I had a choice of two places to go today – one I could foresee being an extremely stressful occasion but with people I can interact relaxed, and the other I knew would be a very relaxing gathering but with people who could turn out stressful to interact. I had weeks to decide, but I woke up this morning and I still did not have my mind made up.
In the former, I did not want to disappoint the people I would be seeing by not showing up, but the occasion was weighing so heavy on my mind I was getting sick to my stomach. In the latter, I was really looking forward to attending (I have not been to the gathering for a while now), but there were so many unknown factors to consider I was getting dizzy in my head.
I was quickly running out of time, so I kept thinking while I had a cup of morning coffee… still undecided… I brushed my teeth… still unsure… I got dressed… still no definitive answer… I had to leave or I would not make it to either of the places! So I put on my shoes and let my legs decide where they wanted to take me.
Well, I was carried by my legs to the latter place. And there, I had a nice bowl of tea and sweets with a lovely host and wonderful fellow guests from around the world. I even got to contribute to the gathering by interpreting between them. I was thanked by the fellow guests, and the host told me the tone I spoke English in was the best she ever heard – what a compliment, as some of you may recall I really have trouble liking my voice!
At the end of the gathering, the guests were all handed out what I call a “piece of peace,” and we all parted with a warm feeling in our hearts.
The third of eight verses of a sacred chant praying for world peace – the four characters say “wind blows and rain falls when the time is right.”
I was already very satisfied with how the day unfolded at this point. But wait, it got even better! The host thought I did such a good job interpreting for her, she asked me to stay for another group of guests. She gave me such a good time, it made me very happy to be able to give something back, so I accepted without having to contemplate even for a moment.
Maybe sometimes, all the thinking and considering and contemplating will not get you to a clear answer.
Maybe no one choice will stand out and you will start to feel like whatever you decide on, it will not be the right one.
Then maybe in those instances, instead of getting stuck in your head, you can let your heart decide… or your legs run their course.
Maybe after the first step, you will see that everything naturally falls into places, and you will no longer need to think and consider and contemplate to make subsequent decisions.
And maybe when all is said and done, you will come to the conclusion that you would not have had it any other way.

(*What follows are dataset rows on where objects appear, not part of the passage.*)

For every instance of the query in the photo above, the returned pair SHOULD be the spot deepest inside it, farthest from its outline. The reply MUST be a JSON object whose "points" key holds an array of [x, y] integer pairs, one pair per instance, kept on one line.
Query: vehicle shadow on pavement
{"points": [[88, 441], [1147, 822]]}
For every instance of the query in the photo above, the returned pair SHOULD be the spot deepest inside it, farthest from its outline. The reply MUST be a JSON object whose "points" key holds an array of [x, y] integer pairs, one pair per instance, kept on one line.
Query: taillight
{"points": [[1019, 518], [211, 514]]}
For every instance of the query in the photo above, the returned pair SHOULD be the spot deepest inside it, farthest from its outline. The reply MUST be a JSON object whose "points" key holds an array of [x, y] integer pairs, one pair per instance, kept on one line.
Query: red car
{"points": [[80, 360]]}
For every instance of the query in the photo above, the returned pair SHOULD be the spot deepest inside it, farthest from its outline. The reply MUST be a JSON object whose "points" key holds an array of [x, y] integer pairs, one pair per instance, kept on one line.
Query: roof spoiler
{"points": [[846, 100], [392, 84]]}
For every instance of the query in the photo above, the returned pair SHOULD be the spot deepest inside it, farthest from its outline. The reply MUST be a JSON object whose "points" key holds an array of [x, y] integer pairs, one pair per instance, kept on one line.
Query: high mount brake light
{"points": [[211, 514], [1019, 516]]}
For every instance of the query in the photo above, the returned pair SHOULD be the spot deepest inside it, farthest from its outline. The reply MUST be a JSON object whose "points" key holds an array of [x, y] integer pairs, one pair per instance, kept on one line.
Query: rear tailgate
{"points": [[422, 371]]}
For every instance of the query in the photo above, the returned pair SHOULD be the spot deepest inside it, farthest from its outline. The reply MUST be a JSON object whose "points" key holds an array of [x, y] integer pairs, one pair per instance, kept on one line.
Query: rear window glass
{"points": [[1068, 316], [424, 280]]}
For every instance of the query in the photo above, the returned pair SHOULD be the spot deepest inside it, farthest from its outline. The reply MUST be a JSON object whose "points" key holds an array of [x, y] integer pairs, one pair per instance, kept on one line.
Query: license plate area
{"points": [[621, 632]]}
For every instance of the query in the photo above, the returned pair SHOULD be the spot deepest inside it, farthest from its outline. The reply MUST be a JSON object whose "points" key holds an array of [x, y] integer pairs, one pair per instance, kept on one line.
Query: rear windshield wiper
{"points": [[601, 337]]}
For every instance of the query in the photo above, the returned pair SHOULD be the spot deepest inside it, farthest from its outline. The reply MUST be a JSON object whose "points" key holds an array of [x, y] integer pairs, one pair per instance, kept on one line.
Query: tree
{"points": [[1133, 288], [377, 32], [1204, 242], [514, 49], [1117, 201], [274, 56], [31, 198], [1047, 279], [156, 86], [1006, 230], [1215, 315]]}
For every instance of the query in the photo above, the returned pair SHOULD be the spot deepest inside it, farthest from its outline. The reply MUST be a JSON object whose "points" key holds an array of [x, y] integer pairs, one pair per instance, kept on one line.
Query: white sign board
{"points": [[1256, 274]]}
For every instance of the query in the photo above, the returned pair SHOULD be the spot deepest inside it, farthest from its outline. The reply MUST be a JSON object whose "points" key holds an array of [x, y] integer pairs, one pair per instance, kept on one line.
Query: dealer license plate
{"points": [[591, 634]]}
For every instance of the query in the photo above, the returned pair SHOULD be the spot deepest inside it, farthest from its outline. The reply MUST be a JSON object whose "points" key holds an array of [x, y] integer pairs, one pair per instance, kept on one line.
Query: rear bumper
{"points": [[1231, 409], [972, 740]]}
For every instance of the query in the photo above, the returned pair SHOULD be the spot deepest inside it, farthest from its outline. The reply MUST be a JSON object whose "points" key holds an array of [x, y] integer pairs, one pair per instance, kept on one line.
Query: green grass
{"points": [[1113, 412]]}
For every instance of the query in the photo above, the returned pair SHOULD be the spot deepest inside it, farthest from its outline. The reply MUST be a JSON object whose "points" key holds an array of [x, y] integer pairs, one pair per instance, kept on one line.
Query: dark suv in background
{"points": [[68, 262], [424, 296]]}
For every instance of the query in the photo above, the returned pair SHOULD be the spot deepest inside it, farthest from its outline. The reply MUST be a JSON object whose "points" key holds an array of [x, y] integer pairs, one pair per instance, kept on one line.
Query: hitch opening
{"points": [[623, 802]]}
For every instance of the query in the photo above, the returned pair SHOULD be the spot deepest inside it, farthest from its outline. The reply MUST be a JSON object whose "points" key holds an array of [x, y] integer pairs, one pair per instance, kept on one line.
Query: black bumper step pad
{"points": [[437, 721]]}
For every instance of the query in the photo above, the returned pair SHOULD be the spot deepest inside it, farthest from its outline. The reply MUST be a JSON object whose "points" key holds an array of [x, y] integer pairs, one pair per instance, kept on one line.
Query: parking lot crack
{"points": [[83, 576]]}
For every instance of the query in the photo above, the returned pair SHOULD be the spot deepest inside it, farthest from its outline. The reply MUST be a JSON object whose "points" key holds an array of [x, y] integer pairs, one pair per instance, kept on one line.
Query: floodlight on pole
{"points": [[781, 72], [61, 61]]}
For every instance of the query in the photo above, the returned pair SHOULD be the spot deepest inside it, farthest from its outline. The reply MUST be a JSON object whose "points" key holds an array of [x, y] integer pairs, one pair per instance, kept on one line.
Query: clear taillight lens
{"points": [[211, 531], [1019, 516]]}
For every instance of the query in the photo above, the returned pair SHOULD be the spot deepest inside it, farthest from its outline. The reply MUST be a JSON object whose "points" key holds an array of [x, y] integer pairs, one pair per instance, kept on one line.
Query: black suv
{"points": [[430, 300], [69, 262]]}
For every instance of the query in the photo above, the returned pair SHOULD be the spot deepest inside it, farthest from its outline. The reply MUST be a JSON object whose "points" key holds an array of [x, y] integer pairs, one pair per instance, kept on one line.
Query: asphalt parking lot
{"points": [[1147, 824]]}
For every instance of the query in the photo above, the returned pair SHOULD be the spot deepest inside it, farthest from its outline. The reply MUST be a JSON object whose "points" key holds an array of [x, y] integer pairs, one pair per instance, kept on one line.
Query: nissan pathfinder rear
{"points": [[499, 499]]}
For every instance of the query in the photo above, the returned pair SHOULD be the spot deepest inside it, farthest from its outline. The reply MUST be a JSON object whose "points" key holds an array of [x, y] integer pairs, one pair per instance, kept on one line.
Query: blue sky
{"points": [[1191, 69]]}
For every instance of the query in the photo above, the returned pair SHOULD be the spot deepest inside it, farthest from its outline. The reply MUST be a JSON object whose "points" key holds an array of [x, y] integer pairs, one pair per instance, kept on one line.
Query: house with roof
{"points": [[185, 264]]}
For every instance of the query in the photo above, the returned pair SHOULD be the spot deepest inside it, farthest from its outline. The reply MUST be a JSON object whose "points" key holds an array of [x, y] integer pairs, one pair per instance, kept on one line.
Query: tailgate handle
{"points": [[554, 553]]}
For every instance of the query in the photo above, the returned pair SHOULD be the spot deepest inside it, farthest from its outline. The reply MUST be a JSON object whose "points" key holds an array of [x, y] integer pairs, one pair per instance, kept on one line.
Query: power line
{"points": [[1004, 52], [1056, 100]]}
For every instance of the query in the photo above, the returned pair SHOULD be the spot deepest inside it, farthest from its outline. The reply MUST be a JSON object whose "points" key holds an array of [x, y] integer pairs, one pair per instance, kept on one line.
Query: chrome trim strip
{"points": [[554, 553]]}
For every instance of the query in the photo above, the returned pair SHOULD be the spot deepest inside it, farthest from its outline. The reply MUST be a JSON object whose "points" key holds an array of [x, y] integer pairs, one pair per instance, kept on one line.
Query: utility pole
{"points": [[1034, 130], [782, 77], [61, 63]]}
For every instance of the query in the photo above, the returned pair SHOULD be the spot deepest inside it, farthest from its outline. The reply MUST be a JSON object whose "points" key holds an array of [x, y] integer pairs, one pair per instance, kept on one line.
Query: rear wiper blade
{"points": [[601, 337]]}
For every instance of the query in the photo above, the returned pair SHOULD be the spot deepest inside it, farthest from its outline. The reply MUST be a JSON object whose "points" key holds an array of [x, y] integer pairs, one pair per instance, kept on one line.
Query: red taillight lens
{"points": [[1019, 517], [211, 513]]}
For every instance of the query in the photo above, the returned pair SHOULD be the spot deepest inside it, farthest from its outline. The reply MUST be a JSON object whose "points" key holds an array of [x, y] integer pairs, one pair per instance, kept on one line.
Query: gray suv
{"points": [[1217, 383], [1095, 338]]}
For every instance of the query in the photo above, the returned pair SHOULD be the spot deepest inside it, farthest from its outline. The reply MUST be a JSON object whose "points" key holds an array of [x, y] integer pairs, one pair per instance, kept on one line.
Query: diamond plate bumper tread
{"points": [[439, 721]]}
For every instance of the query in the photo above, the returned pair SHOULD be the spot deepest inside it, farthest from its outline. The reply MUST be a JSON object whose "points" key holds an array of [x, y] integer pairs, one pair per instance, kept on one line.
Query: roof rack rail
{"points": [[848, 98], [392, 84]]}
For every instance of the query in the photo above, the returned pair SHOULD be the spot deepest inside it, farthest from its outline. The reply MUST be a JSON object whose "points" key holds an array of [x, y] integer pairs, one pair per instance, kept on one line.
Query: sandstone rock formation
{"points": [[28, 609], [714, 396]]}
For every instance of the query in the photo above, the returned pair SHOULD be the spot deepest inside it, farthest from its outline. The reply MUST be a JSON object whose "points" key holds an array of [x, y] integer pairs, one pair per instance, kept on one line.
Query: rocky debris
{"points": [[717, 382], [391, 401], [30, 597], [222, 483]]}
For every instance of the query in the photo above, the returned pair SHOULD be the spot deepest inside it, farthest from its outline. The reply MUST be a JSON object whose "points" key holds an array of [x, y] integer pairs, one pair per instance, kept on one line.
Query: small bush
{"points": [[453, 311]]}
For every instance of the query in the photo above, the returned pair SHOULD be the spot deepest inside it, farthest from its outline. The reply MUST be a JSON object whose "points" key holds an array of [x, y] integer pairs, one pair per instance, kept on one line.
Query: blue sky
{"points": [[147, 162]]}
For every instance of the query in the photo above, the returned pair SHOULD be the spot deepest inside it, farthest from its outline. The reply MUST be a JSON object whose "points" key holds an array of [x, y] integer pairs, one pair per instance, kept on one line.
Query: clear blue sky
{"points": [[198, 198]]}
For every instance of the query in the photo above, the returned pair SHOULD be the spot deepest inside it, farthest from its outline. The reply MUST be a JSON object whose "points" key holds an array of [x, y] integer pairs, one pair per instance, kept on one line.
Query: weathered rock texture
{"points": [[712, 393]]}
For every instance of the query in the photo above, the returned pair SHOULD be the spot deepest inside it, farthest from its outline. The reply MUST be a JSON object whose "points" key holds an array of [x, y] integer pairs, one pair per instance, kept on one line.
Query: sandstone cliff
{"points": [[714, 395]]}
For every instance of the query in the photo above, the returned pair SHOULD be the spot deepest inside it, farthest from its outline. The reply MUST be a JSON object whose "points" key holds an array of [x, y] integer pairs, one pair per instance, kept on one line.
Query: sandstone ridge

Maybe there are not too many days in our lives that go by as fabulously as mine did today, but when you have one, I am sure it will make all the stomach-turning and head-spinning go right away… like it says in this extra piece of peace I was rewarded when all was said and done today (yay!).
The fourth of eight verses – the four characters say “no disasters or illnesses ever befall.”
I could never have imagined thing morning, still in the midst of the torment of decision-making, that I would have such a peaceful state of mind at the end of the day today… but I wouldn’t have it any other way! I guess wind blows and rain falls (and legs move) when the time is right, and then there are no more disasters or illnesses (or no body parts aching)…???
I wish you all a fabulous Sunday, just like mine!